The Company's press release announcing such matter is attached hereto as Exhibit
99.1.

     The attached press release presents measures in compliance with Russian
accounting principles which differ from generally accepted accounting principles
in the United States of America ("US GAAP"). Such measures should not be
considered substitutes for any measures derived in accordance with US GAAP, and
may also be inconsistent with similar measures presented by other companies.

     Statements made in the attached press release are forward looking and are
made pursuant to the safe harbor provisions of the Securities Litigation Reform
Act of 1995. Such statements include GTI's planned acquisition of OOO
Sibchallenge and ZAO Tel. It is important to note that such statements involve
risks and uncertainties, which may cause outcomes to differ materially from
those set forth in these statements. Such risks and uncertainties include, but
are not limited to, the possibility that the proposed acquisition will not be
completed, the possibility that regulatory approval will not be forthcoming and
increasing competition that may limit growth opportunities, and that
Sibchallenge's clients may not remain with the company when its owners change.
Additional information concerning factors that could cause results to differ
materially from those in the forward looking statements is contained in the
Company's filings with the U.S. Securities and Exchange Commission including the
Company's periodic reports on Form 8-K filed during 2003, the Company's annual
report on Form 10-K for the year ended December 31, 2002, and the company's
quarterly report on Form 10-Q for the period ended March 31, 2003.

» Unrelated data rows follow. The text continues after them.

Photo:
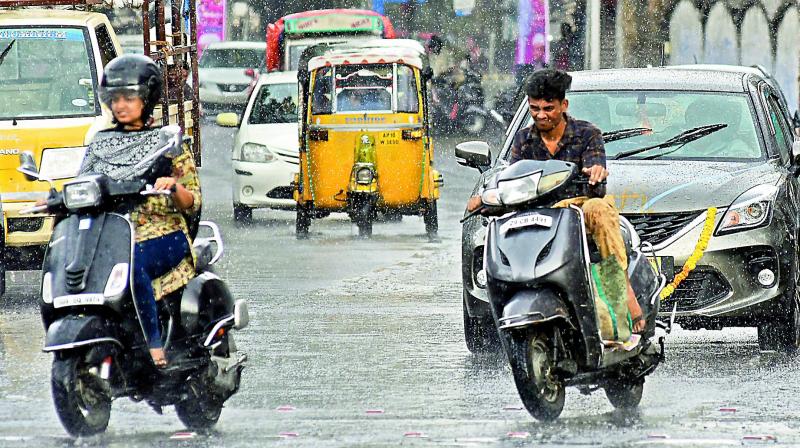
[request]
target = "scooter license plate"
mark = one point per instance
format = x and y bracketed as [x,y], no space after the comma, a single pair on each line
[534,219]
[665,265]
[78,300]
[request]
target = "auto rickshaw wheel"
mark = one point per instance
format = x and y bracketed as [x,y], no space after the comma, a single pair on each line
[302,221]
[431,217]
[364,215]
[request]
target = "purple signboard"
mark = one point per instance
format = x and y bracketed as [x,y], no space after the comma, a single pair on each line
[210,23]
[533,20]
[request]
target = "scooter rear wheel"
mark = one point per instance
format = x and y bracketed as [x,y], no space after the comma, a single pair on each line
[541,392]
[80,404]
[200,410]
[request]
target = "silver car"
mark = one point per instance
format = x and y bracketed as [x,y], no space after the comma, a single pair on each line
[741,158]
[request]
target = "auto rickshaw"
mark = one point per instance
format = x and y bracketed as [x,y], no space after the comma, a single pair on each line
[365,144]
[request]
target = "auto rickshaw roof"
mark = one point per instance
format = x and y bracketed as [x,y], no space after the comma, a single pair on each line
[377,51]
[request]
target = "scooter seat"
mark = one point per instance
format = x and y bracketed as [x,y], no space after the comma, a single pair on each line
[204,252]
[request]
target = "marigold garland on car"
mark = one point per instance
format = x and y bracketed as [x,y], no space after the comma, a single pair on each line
[699,250]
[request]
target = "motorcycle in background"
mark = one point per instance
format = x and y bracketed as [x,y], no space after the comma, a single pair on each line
[90,314]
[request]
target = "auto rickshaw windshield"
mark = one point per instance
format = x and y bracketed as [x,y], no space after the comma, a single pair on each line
[365,88]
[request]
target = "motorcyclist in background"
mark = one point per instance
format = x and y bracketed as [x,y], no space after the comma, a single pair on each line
[163,261]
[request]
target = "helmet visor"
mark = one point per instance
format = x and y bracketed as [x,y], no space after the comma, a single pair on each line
[109,94]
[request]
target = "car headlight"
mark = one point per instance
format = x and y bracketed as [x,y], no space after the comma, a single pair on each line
[253,152]
[750,210]
[517,191]
[551,181]
[365,175]
[81,194]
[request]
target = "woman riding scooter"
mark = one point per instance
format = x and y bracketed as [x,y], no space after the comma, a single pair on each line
[131,87]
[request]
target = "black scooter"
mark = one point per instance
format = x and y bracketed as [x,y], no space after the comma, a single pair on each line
[459,108]
[537,263]
[92,322]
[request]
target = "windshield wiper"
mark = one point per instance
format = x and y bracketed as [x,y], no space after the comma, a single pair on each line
[680,139]
[620,134]
[5,52]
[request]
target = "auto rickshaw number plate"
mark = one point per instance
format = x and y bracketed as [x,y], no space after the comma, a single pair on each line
[526,221]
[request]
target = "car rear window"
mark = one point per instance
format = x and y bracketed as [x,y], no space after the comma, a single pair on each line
[669,113]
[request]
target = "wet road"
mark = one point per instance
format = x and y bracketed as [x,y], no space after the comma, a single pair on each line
[359,343]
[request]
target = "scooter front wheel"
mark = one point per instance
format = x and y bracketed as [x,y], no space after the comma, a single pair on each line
[541,392]
[82,406]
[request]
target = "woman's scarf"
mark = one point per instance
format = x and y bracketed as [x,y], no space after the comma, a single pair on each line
[116,153]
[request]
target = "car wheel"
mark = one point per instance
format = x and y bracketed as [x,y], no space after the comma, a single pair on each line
[242,213]
[782,331]
[480,333]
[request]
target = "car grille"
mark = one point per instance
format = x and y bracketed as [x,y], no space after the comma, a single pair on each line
[25,224]
[702,287]
[281,193]
[287,156]
[655,228]
[232,88]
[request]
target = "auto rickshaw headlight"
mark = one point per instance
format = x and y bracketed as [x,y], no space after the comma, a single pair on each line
[365,175]
[253,152]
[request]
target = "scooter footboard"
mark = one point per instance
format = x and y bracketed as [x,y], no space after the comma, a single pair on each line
[78,331]
[533,306]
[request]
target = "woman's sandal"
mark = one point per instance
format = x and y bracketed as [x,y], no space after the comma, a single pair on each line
[159,357]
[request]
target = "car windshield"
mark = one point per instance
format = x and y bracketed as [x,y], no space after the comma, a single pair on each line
[231,58]
[670,113]
[275,103]
[46,73]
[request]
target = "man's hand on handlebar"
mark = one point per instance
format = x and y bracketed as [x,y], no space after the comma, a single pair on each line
[473,203]
[596,174]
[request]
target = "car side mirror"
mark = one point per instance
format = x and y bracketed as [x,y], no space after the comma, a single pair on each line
[474,155]
[27,166]
[228,119]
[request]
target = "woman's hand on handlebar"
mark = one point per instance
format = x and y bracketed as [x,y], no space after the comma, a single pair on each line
[596,174]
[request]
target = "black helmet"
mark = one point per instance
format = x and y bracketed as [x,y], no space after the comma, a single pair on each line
[132,75]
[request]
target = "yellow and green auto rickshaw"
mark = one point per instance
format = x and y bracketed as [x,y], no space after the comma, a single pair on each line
[365,144]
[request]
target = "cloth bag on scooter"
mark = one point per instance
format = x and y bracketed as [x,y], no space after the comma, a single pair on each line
[611,308]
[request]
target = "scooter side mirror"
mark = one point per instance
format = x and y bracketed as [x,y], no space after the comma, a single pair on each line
[474,154]
[27,166]
[171,135]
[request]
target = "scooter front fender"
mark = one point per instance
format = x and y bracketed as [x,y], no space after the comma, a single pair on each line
[79,331]
[532,307]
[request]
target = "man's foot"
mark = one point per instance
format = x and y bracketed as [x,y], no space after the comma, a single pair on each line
[159,357]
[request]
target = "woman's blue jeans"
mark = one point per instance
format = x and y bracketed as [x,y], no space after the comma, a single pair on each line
[152,259]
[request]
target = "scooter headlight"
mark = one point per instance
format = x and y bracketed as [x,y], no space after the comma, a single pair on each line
[117,281]
[81,194]
[552,181]
[517,191]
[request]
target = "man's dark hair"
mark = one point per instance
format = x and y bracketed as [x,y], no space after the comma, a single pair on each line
[548,84]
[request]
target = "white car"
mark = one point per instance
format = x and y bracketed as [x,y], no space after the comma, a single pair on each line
[265,152]
[223,82]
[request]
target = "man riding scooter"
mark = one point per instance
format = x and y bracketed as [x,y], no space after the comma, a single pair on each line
[555,135]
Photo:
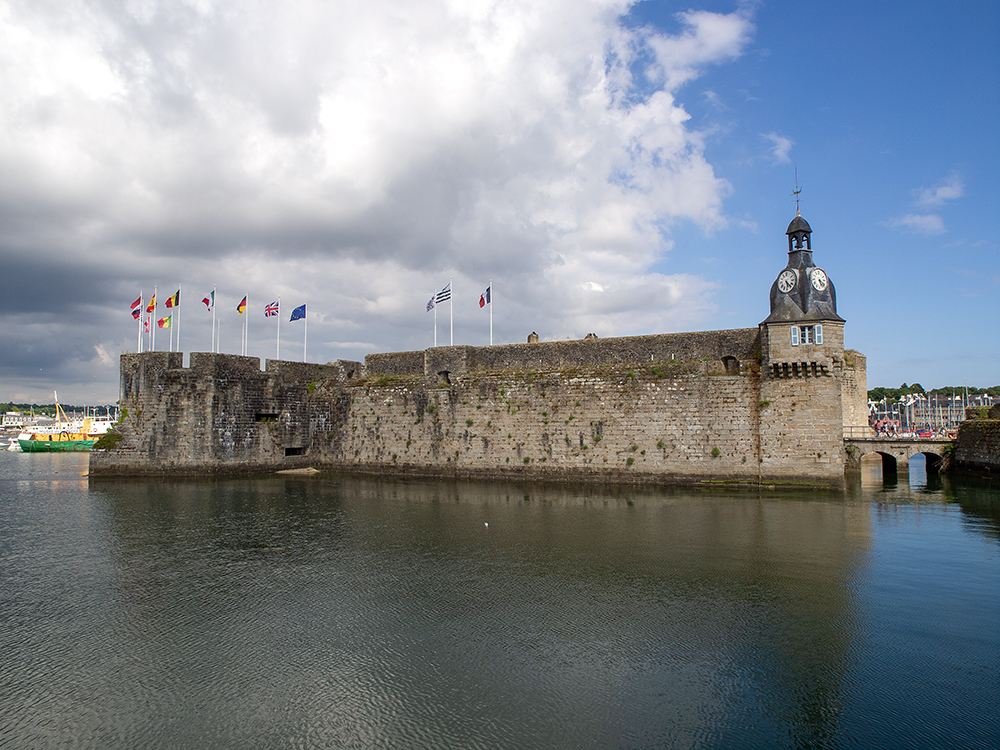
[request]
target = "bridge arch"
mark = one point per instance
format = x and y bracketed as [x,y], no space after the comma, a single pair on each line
[896,454]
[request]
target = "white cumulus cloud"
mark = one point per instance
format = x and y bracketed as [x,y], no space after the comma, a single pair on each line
[359,154]
[929,224]
[781,146]
[950,188]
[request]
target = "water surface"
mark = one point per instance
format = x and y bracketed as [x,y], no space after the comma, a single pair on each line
[334,612]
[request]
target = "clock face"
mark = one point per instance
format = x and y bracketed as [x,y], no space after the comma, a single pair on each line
[818,278]
[786,280]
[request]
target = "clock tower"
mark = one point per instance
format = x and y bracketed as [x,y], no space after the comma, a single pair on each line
[803,336]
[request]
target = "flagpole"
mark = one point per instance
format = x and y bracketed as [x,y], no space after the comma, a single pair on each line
[152,328]
[215,340]
[138,345]
[246,326]
[179,321]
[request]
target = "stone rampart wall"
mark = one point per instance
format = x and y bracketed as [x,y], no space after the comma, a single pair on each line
[854,386]
[706,345]
[977,447]
[665,421]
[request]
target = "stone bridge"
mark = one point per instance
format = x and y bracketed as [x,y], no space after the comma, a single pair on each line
[896,452]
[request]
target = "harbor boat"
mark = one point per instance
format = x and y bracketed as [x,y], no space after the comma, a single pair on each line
[64,435]
[56,442]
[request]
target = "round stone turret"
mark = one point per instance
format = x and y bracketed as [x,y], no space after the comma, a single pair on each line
[802,292]
[799,232]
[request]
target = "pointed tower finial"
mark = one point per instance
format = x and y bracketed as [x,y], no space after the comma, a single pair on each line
[797,190]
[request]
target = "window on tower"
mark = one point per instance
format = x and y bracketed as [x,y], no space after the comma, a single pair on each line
[807,335]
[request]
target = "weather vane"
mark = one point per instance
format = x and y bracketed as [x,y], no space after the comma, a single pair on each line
[797,190]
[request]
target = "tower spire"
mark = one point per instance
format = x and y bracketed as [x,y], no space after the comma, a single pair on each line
[797,190]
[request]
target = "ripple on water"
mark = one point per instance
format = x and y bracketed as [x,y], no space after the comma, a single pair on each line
[284,612]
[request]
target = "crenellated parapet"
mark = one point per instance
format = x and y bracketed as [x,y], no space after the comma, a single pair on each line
[749,406]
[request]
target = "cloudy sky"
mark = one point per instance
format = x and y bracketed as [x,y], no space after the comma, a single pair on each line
[614,167]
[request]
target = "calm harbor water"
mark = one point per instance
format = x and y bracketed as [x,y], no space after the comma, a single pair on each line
[330,612]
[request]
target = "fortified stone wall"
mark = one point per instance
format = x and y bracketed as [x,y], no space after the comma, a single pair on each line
[220,415]
[666,421]
[977,447]
[642,423]
[854,385]
[705,345]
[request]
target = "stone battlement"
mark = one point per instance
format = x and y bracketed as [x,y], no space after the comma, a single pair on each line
[764,405]
[706,345]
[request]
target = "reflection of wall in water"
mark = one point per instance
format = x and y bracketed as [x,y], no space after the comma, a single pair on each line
[703,594]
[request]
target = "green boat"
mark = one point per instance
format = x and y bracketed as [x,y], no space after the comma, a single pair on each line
[64,437]
[65,441]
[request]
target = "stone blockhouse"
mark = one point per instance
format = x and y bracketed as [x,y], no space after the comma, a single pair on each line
[754,405]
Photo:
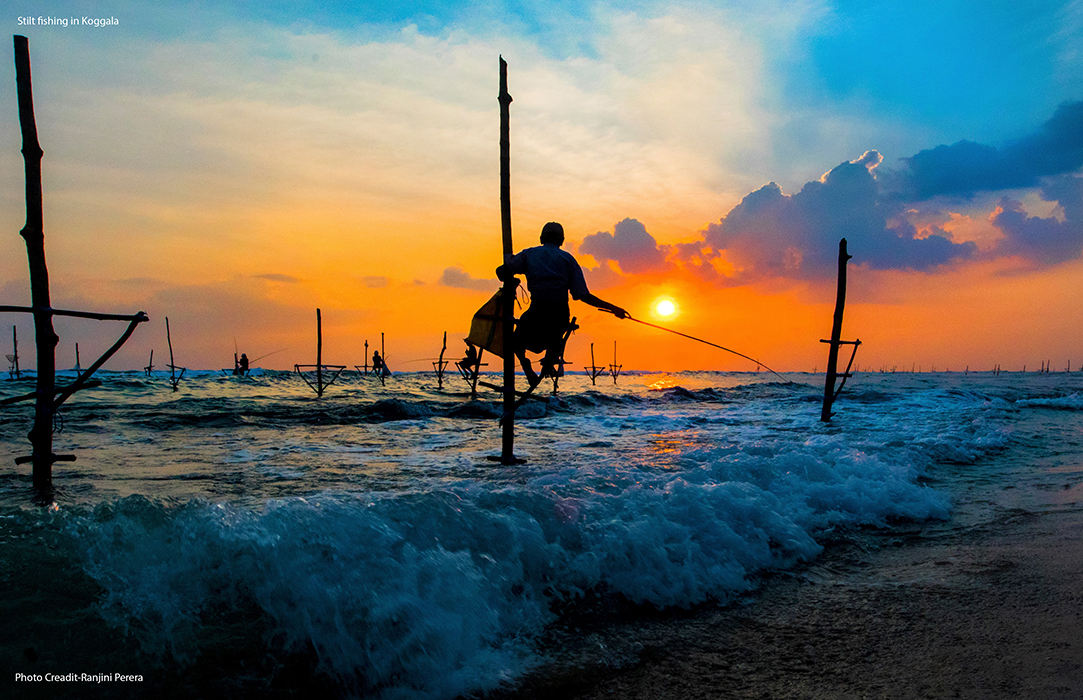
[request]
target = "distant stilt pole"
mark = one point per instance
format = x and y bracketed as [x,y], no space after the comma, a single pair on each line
[830,392]
[594,370]
[508,423]
[320,354]
[14,373]
[173,379]
[615,368]
[440,364]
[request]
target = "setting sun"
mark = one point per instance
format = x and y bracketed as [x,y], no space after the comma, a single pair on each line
[665,309]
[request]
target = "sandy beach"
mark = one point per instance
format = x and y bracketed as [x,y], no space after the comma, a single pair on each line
[989,610]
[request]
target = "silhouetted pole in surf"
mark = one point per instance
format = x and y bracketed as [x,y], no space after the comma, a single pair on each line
[174,379]
[594,371]
[614,368]
[320,366]
[441,364]
[13,371]
[508,423]
[47,397]
[830,392]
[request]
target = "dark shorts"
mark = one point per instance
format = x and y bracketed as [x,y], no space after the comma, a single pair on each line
[542,327]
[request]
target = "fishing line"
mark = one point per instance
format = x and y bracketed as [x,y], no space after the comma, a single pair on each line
[269,354]
[713,345]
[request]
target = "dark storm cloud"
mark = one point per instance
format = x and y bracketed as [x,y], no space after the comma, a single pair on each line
[630,246]
[773,234]
[966,168]
[1049,241]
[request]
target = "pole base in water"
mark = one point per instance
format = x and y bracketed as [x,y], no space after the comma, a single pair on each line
[494,457]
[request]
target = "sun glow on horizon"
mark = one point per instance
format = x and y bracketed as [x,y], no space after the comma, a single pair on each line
[664,308]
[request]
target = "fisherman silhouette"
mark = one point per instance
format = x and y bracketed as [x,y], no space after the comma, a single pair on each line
[551,273]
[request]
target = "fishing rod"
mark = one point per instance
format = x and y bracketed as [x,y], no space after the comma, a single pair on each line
[713,345]
[269,354]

Item 7.  Financial Statements and Exhibits.

   DESIGNATION      DESCRIPTION
   -----------      -----------


     99.1           Press release announcing signing of a Memorandum of
                    Understanding to acquire 100% ownership interest in OOO
                    Sibchallenge Telecom and 100% of the issued and outstanding
                    shares of ZAO Tel.



                                   SIGNATURES

    Pursuant to the requirements of the Securities Exchange Act 1934, the
registrant has duly caused this report to be signed on its behalf by the
undersigned, thereunto duly authorized.

                                   GOLDEN TELECOM, INC.
                                   (Registrant)

                                   By: /s/ DAVID STEWART
                                       ----------------------------------------
                                   Name:  David Stewart
                                   Title: Chief Financial Officer and Treasurer
                                          (Principal Financial Officer)

Date:  June 3, 2003



                               INDEX TO EXHIBITS



EXHIBIT NUMBER      DESCRIPTION
--------------      -----------


    99.1            Press release announcing signing of a Memorandum of
                    Understanding to acquire 100% ownership interest in OOO
                    Sibchallenge Telecom and 100% of the issued and outstanding
                    shares of ZAO Tel.